La seconde affaire, qui a eu lieu dans la semaine du 19 janvier 2004, concerne la descente menée par la GRC dans la maison et au bureau de Juliet O'Neill, journaliste du Ottawa Citizen. Celle-ci avait laissé entendre, dans un article publié en novembre 2003, que des fonctionnaires canadiens étaient complices de la déportation de M. Arar en Syrie. L'article de Mme O'Neill s'appuyait sur une fuite provenant d'un rapport de la GRC qui inculpait M. Arar. La divulgation par Mme O'Neill du contenu de ce rapport, qui était classifié, a servi à motiver la perquisition de sa résidence et de son bureau. Au terme de l'enquête destinée à déterminer si une violation de l'article 4 de la Loi sur la protection de l'information était à l'origine de la fuite, la GRC a saisi des documents.
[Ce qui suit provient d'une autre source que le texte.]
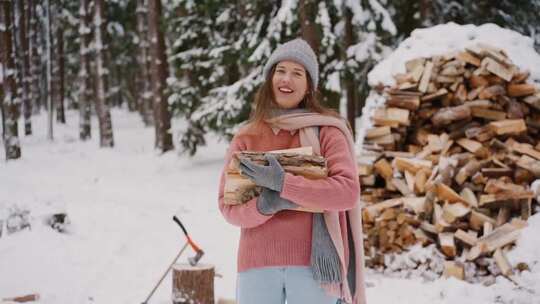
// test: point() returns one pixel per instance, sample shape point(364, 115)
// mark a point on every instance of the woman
point(285, 254)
L'article en question prévoit que la communication, l'utilisation, la réception et la rétention illicites de certains renseignements gouvernementaux, de même que le défaut de prendre les précautions voulues à l'égard de ces renseignements, constituent des infractions. Faisant auparavant partie de l'ancienne Loi sur les secrets officiels, l'article est demeuré pratiquement inchangé malgré les modifications que les dispositions de cette loi - devenue la Loi sur la protection de l'information - ont par ailleurs subies par suite de l'adoption de la Loi antiterroriste.
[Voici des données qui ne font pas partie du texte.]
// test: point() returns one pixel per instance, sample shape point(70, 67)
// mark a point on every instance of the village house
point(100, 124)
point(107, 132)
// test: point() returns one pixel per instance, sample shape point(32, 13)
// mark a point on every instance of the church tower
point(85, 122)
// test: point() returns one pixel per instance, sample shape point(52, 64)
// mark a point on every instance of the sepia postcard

Les médias de droite comme de gauche ont dénoncé cette perquisition avec vigueur et ont relevé son caractère particulièrement invasif, puisque ni les sous-vêtements ni les autres effets personnels de la journaliste n'avaient été épargnés. Le premier ministre Martin s'est dit indigné par cette descente policière et s'est montré plutôt compatissant à l'endroit de la journaliste. La présidente de l'Association canadienne des journaux a affirmé que l'affaire O'Neill constituait [TRADUCTION] « une atteinte flagrante à la liberté de presse » [2]. Certains journaux ont demandé une réduction des pouvoirs conférés aux autorités policières et aux agences de renseignement par la Loi antiterroriste. Ainsi, le Globe and Mail, dans un éditorial, exigeait [TRADUCTION] « un examen en profondeur » de la Loi sur la protection de l'information, en vertu de laquelle la perquisition de la maison et du bureau de Mme O'Neill avait été autorisée [3].

Le 28 janvier 2004, le gouvernement fédéral a annoncé qu'il ouvrirait une enquête publique indépendante relativement à l'affaire Arar. Il a également annoncé que le ministre de la Justice demanderait à un comité parlementaire de procéder à l'examen de l'article 4 de la Loi sur la protection de l'information. Puisque, de façon générale, dans le cadre du présent projet, les experts devaient remettre leurs observations le 30 janvier 2004, ils étaient probablement tous au courant de ces histoires et des critiques souvent négatives formulées au sujet de la Loi antiterroriste et du rôle joué par la GRC dans l'affaire. Pour cette raison, l'examen des opinions contenues dans le présent rapport doit être fait à partir de cette toile de fond.

En outre, il importe de remarquer que les observations individuelles annexées au rapport ne tiennent pas compte des événements et de l'évolution de la situation après la fin de janvier 2004. Par exemple, le 27 avril 2004, le ministre de la Justice et le ministre de la Sécurité publique et de la Protection civile ont fait l'annonce d'une politique de sécurité nationale pour le Canada. De plus, la Loi de 2002 sur la sécurité publique, l'ancien projet de loi C-7, a reçu la sanction royale le 6 mai 2004. Certaines dispositions de cette loi sont entrées en vigueur le 11 mai 2004 [4].